DuPage multi-university develops

By Vickie Snow

LISLE, Ill.—Debate about degree offerings and equal participation among colleges to be involved with the DuPage multi-university occurred at a local business presentation Wednesday.

The multi-university will allow NIU to expand in the western suburbs and boost development along the high-tech I-88 corridor.

epresentatives from the University of Illlinois at Chicago and the Illinois Institute of Technology presented their sides to about 50 people. The multi-university’s list of active participants includes NIU, U of I at Champaign and Chicago campuses, Northwestern University, Argonne National Laboratory and Fermi National Laboratory.

“We came into the project with the idea that this is something everybody wants – now I’m not so sure,” said Irving Miller, projects planning director at U of I, before encouraging input from the audience.

“There’s a good likelihood we won’t see the project this century,” Miller said, partly because in addition to determining course and degree offerings, a site must be selected.

IIT is a “potential” participant depending on how the center’s planning continues, said Edwin Stueben, vice president of IIT West.

Miller said graduate and post-doctoral degrees will be given in science, mathematics and engineering. But Stueben said he wants only Ph.D. programs since master’s degrees are “already well-covered” at other institutions.

Post-doctoral programs are needed for employees who want to take classes and work, he said.

The best way to serve professionals would be to bring in experts from participating universities and offer a two- or three-day short-course format, Stueben said.

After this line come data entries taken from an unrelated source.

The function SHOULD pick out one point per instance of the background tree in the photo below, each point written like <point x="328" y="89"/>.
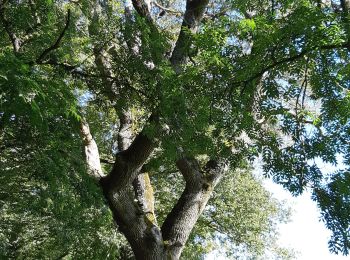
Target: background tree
<point x="203" y="86"/>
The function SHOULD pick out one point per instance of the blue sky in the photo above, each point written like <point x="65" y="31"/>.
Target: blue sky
<point x="306" y="234"/>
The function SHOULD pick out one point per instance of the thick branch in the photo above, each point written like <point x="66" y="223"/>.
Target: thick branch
<point x="143" y="9"/>
<point x="192" y="18"/>
<point x="13" y="38"/>
<point x="92" y="155"/>
<point x="144" y="196"/>
<point x="199" y="186"/>
<point x="168" y="10"/>
<point x="57" y="42"/>
<point x="124" y="137"/>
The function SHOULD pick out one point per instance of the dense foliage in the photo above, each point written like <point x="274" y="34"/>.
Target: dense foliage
<point x="258" y="78"/>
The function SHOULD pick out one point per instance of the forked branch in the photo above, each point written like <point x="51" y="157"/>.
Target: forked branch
<point x="199" y="187"/>
<point x="57" y="43"/>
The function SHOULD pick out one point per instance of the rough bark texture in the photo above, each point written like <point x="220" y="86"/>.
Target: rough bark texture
<point x="127" y="188"/>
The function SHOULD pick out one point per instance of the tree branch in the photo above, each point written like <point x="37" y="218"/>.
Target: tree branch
<point x="192" y="18"/>
<point x="199" y="186"/>
<point x="92" y="155"/>
<point x="169" y="10"/>
<point x="142" y="8"/>
<point x="293" y="58"/>
<point x="57" y="42"/>
<point x="13" y="38"/>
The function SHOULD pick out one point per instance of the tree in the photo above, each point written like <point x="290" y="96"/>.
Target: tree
<point x="205" y="86"/>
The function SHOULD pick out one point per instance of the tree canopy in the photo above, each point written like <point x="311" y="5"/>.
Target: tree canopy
<point x="180" y="94"/>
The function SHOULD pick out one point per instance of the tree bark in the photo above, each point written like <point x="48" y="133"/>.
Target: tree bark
<point x="127" y="188"/>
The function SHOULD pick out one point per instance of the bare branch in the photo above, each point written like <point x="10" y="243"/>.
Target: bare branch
<point x="57" y="42"/>
<point x="293" y="58"/>
<point x="142" y="8"/>
<point x="168" y="10"/>
<point x="92" y="155"/>
<point x="13" y="37"/>
<point x="199" y="186"/>
<point x="192" y="18"/>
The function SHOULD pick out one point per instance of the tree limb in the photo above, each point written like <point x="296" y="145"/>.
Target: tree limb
<point x="168" y="10"/>
<point x="199" y="186"/>
<point x="13" y="37"/>
<point x="192" y="18"/>
<point x="142" y="8"/>
<point x="293" y="58"/>
<point x="57" y="42"/>
<point x="92" y="155"/>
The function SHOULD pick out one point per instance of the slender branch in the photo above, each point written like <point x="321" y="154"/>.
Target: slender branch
<point x="57" y="42"/>
<point x="169" y="10"/>
<point x="293" y="58"/>
<point x="142" y="8"/>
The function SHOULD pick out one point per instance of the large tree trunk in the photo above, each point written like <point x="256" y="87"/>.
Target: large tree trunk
<point x="127" y="188"/>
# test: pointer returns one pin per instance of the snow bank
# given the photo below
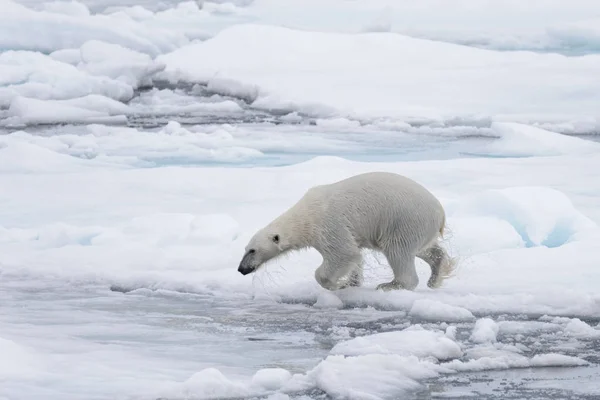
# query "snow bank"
(38, 76)
(485, 330)
(89, 109)
(505, 25)
(542, 216)
(128, 146)
(411, 341)
(22, 28)
(579, 329)
(175, 102)
(521, 140)
(416, 78)
(432, 310)
(18, 362)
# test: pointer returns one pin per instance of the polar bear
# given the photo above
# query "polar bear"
(380, 211)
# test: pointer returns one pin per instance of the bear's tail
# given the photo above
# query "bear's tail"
(442, 268)
(442, 265)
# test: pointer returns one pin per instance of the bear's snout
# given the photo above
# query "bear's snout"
(245, 270)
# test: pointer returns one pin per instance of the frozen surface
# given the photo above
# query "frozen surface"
(142, 143)
(167, 241)
(415, 78)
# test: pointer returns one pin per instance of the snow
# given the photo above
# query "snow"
(412, 341)
(23, 28)
(302, 76)
(485, 330)
(579, 329)
(143, 143)
(518, 140)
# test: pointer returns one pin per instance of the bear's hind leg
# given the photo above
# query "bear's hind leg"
(405, 273)
(336, 267)
(441, 264)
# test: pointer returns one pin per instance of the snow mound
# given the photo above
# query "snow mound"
(373, 376)
(38, 76)
(485, 331)
(89, 109)
(117, 62)
(414, 341)
(318, 73)
(328, 300)
(432, 310)
(131, 146)
(579, 329)
(18, 362)
(523, 140)
(23, 28)
(17, 156)
(542, 216)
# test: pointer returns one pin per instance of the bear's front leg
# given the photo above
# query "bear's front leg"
(324, 279)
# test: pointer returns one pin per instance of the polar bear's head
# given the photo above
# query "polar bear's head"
(265, 245)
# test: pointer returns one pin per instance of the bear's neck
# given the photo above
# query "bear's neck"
(296, 227)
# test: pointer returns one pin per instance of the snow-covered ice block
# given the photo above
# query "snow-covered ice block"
(432, 310)
(523, 140)
(414, 341)
(88, 109)
(119, 63)
(17, 156)
(37, 76)
(22, 28)
(318, 72)
(579, 329)
(542, 216)
(485, 330)
(371, 376)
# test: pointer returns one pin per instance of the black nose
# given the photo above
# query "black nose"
(245, 270)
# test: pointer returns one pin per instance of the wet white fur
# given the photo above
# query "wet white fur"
(379, 211)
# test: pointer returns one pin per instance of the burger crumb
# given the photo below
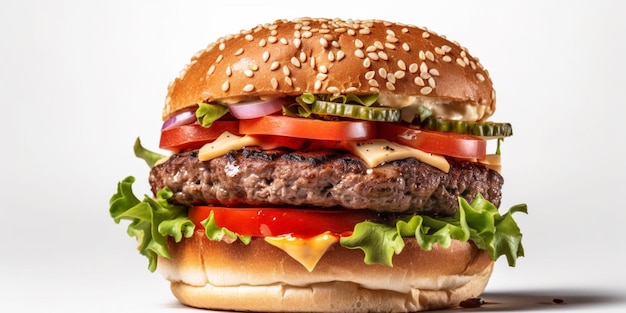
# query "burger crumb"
(472, 303)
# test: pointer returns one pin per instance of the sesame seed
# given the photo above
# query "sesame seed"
(391, 39)
(424, 67)
(295, 61)
(430, 56)
(431, 82)
(367, 62)
(248, 88)
(340, 55)
(382, 72)
(390, 46)
(333, 90)
(402, 65)
(324, 43)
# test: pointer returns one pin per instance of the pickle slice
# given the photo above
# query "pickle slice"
(483, 129)
(378, 114)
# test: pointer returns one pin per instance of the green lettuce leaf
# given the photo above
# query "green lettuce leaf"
(479, 222)
(152, 220)
(217, 233)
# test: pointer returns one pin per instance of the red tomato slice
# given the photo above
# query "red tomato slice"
(281, 221)
(193, 136)
(308, 128)
(451, 144)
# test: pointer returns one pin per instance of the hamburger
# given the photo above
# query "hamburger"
(325, 165)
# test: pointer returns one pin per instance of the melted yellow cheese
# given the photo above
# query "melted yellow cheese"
(492, 161)
(377, 151)
(373, 152)
(224, 143)
(307, 251)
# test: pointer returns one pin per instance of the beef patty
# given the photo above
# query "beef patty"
(325, 179)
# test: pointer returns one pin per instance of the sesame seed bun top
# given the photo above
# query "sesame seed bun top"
(333, 56)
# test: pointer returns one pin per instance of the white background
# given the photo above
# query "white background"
(80, 80)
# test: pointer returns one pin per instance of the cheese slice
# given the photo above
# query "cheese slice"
(223, 144)
(307, 251)
(373, 152)
(492, 161)
(377, 151)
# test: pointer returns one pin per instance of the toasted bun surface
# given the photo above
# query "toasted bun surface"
(260, 277)
(333, 56)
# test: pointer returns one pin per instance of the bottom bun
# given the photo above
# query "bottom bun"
(260, 277)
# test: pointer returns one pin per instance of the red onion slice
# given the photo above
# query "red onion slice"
(256, 108)
(184, 118)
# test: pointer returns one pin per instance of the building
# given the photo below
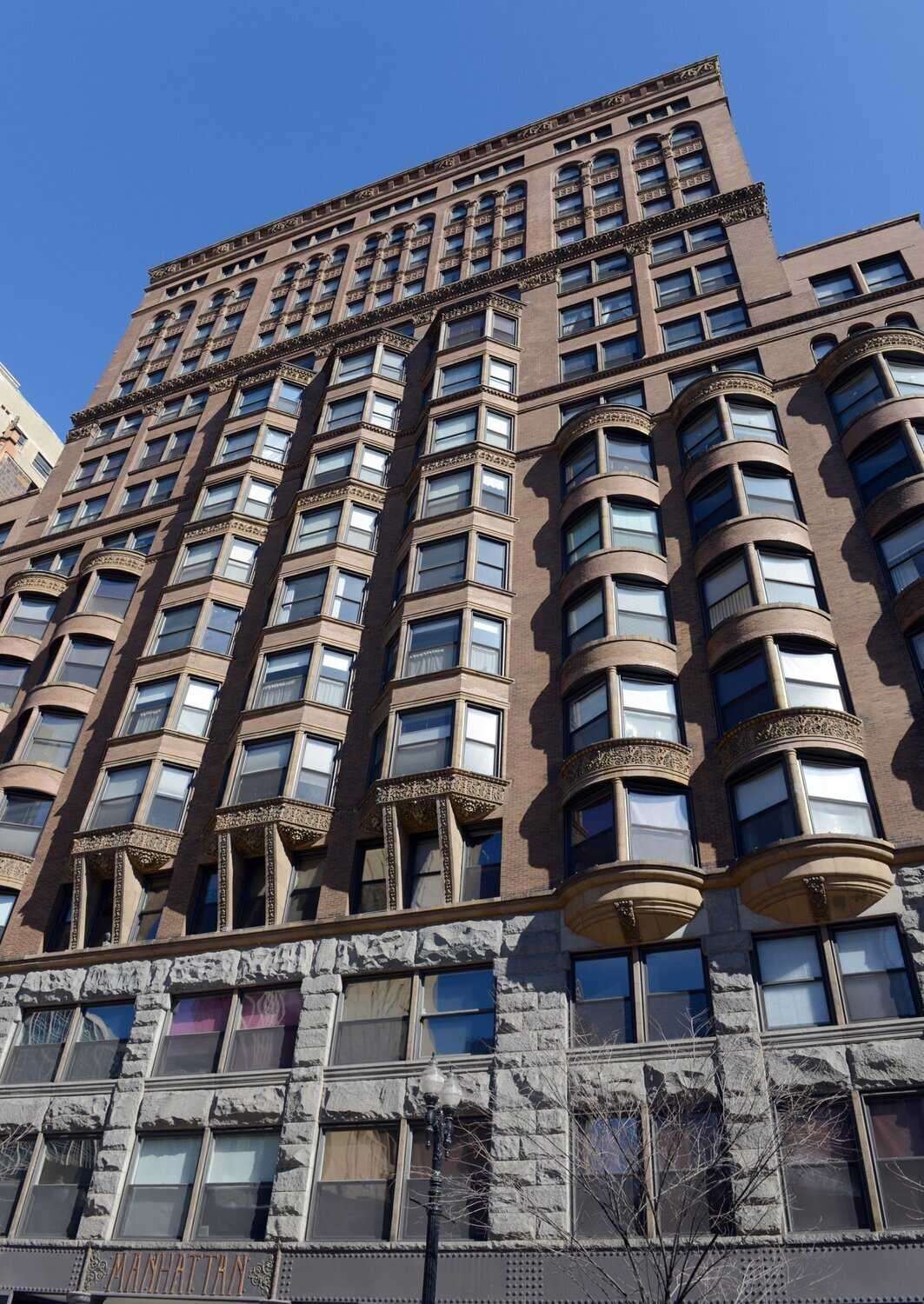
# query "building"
(509, 562)
(29, 448)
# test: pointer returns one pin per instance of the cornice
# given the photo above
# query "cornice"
(856, 347)
(541, 269)
(349, 203)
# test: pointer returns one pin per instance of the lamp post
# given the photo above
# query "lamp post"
(441, 1095)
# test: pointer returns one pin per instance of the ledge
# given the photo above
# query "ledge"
(37, 582)
(114, 558)
(300, 823)
(712, 386)
(816, 878)
(634, 901)
(790, 727)
(650, 758)
(146, 847)
(416, 797)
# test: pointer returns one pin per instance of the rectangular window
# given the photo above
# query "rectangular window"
(424, 740)
(441, 562)
(57, 1200)
(658, 827)
(874, 973)
(458, 1014)
(355, 1188)
(433, 646)
(764, 811)
(641, 609)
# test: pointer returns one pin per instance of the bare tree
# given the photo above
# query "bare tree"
(671, 1176)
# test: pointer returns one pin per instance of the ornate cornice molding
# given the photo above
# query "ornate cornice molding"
(146, 848)
(300, 823)
(416, 797)
(610, 414)
(37, 582)
(735, 205)
(621, 756)
(856, 347)
(343, 203)
(114, 558)
(710, 386)
(788, 727)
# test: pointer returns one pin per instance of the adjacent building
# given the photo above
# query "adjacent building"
(29, 448)
(507, 573)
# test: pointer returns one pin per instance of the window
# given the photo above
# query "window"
(51, 737)
(486, 644)
(897, 1127)
(837, 798)
(481, 865)
(658, 827)
(881, 463)
(903, 555)
(588, 717)
(791, 981)
(582, 535)
(433, 646)
(743, 690)
(422, 740)
(728, 591)
(302, 597)
(788, 578)
(769, 495)
(641, 609)
(349, 597)
(674, 996)
(490, 562)
(369, 884)
(584, 620)
(481, 742)
(834, 286)
(441, 562)
(635, 527)
(23, 816)
(764, 811)
(55, 1204)
(590, 829)
(12, 675)
(263, 769)
(854, 396)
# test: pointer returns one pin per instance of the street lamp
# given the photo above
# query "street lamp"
(442, 1095)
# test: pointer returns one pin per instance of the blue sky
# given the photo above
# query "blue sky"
(136, 132)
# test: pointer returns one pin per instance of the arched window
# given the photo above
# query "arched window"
(605, 161)
(645, 146)
(821, 346)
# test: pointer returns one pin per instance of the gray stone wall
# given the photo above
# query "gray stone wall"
(520, 1084)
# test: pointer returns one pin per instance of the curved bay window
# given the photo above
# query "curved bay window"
(903, 553)
(892, 456)
(801, 795)
(777, 673)
(608, 451)
(728, 417)
(876, 380)
(653, 824)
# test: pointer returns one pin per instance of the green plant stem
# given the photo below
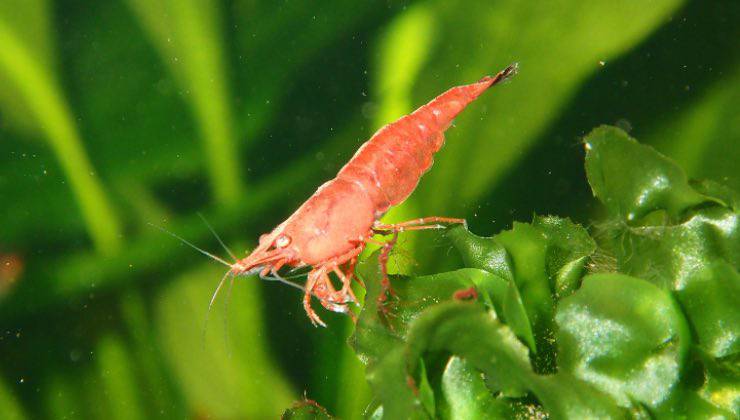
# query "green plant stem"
(45, 101)
(185, 34)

U of I has faced charges of abandoning the idea of a “multi-university” and dominating the project.

Sen. Patrick Welch, D-Peru, previously said the Illinois Board of Higher Education and Gov. James Thompson favored U of I by naming it the leading institution and awarding it $3 million last October to launch the planning.

U of I representatives recently tried to eliminate such fears by meeting with area college and business leaders. As a result, the once-called “U of I DuPage Center” changed its name to the Center for Advanced Education Research.

The switch will help to lessen the fears, but not erase them, Miller said.

But he said U of I has no control over what the state decides. “It’s natural for (the state legislature) to ask the U of I since it has a national and international stature in science technology,” Miller said.

The project is “not a U of I project, it’s a U of I management project. All participants will have equal access to the facility,” he said.

“We don’t want anyone shut out,” he said when representatives from smaller colleges questioned the center’s threat to their programs.

A representative from North Central College in Naperville said the smaller colleges “have a lot at stake in terms of programs that will be offered.”